Now, there’s no problem. We can hear that word even when we turn on the television. It’s everywhere. Unedited, colloquial, scruffy language is going public much more than ever before, and audiences are quite receptive.

**Fitz:** Therefore, Professor, will you join me in saying it out loud? Is it *f-ing* outrageous that the Australian National University had suddenly pulled the pin on this third edition of the dictionary, only for a two-year reprieve at the last minute?

**KB:** Well, I think it is.

We should all be grateful for the donor’s generous support. But temporary philanthropy is no substitute for the university’s responsibility to safeguard something of such significance.
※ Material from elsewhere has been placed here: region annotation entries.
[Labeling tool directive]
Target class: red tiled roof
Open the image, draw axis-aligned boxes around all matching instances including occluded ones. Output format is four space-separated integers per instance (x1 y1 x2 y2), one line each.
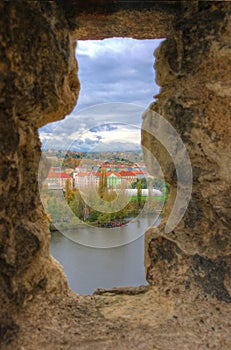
120 171 136 176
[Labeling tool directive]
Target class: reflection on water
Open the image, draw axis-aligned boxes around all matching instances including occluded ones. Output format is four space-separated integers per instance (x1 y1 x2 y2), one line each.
51 217 159 294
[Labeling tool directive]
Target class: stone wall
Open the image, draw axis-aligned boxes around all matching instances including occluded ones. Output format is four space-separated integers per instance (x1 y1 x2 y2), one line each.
0 0 231 349
0 1 79 331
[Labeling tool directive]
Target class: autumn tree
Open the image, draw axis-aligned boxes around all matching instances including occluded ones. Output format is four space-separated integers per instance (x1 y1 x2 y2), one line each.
98 168 107 198
137 180 142 208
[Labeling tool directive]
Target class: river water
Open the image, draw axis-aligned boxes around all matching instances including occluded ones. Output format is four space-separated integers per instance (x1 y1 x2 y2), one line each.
51 216 159 295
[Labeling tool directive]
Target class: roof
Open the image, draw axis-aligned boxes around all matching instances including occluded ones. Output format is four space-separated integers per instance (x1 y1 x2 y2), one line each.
47 171 72 179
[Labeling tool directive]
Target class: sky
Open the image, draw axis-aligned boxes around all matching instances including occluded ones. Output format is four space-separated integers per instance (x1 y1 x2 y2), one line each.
39 38 162 152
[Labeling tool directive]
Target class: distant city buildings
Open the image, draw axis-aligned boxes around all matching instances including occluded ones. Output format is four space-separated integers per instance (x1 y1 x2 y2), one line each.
46 163 147 190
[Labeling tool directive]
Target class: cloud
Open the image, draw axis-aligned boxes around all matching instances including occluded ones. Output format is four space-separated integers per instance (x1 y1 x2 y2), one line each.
40 38 164 150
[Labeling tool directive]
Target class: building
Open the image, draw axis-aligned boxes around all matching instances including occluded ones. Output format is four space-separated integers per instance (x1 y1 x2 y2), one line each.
45 171 72 190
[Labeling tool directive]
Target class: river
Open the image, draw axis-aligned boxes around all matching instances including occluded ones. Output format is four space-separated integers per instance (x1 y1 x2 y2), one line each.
51 216 159 295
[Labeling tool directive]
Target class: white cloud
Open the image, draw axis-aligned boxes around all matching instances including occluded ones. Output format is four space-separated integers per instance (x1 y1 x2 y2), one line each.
40 38 164 149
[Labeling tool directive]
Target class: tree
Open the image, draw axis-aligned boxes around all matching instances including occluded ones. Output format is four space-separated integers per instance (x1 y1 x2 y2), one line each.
98 168 107 198
65 179 72 204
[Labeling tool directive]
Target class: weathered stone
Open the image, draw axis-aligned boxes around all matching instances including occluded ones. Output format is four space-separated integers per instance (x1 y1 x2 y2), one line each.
142 2 231 302
0 0 231 350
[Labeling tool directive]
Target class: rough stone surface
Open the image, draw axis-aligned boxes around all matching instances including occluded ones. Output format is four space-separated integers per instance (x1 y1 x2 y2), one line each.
0 0 231 350
0 1 79 339
142 2 231 302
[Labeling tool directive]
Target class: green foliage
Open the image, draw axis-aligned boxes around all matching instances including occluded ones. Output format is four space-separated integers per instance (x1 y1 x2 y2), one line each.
137 180 142 208
98 168 107 198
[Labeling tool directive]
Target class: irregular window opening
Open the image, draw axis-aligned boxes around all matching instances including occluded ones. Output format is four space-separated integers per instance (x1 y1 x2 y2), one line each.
40 38 166 294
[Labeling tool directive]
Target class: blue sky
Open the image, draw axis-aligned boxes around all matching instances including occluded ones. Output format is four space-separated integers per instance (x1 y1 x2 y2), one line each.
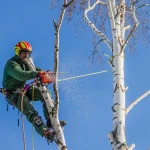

This is important work.

The value of tracking changes in Australian English over time is enormous: to the public, to government style manuals, historians, and other researchers (linguists like me).

It’s a labour that secures for us not just the words of today, but the living story of Australian English itself.

And the thing is—you’ve got to remember the ANU gets a very large annual National Institutes Grant (to the tune of $220 million, I understand), precisely to look after national assets and to protect things of special significance like the AND—which is nothing less than a monument to our language.

The phrase “cultural vandalism” has been bandied about a lot lately to describe the ANU’s decision.

**Fitz:** So if it does fold, despite the generous donation to keep it alive for the moment, what happens to all the work that’s been done since the last edition nine years ago?

**KB:** It will be lost. And once it’s gone, we lose this living record of our national voice.

**Fitz:** That’s shocking. Is it a victim of what I call the “rising damp of Coca-Colonisation,” whereby, because so many Australians are immersed in Americana, the Americanisms are overflowing into ours and killing off a lot of our darlings, so there is no further need to go to such effort to record ours?

**KB:** Not at all.

If anything, it is more a victim of the American-style managerialism that has taken over our universities—an approach to management that puts short-term cost-efficiency over enduring scholarly value.

I imagine the Australian National Dictionary Centre would be regarded as low-hanging fruit.

The future of the Australian National Dictionary may have been temporarily secured, but the struggle to preserve this vital record of Australia’s unique linguistic identity is far from over. As Professor Burridge argues, the AND represents not just a dictionary but a living monument to Australian culture, history, and identity—one that deserves far greater support than fleeting philanthropy can provide.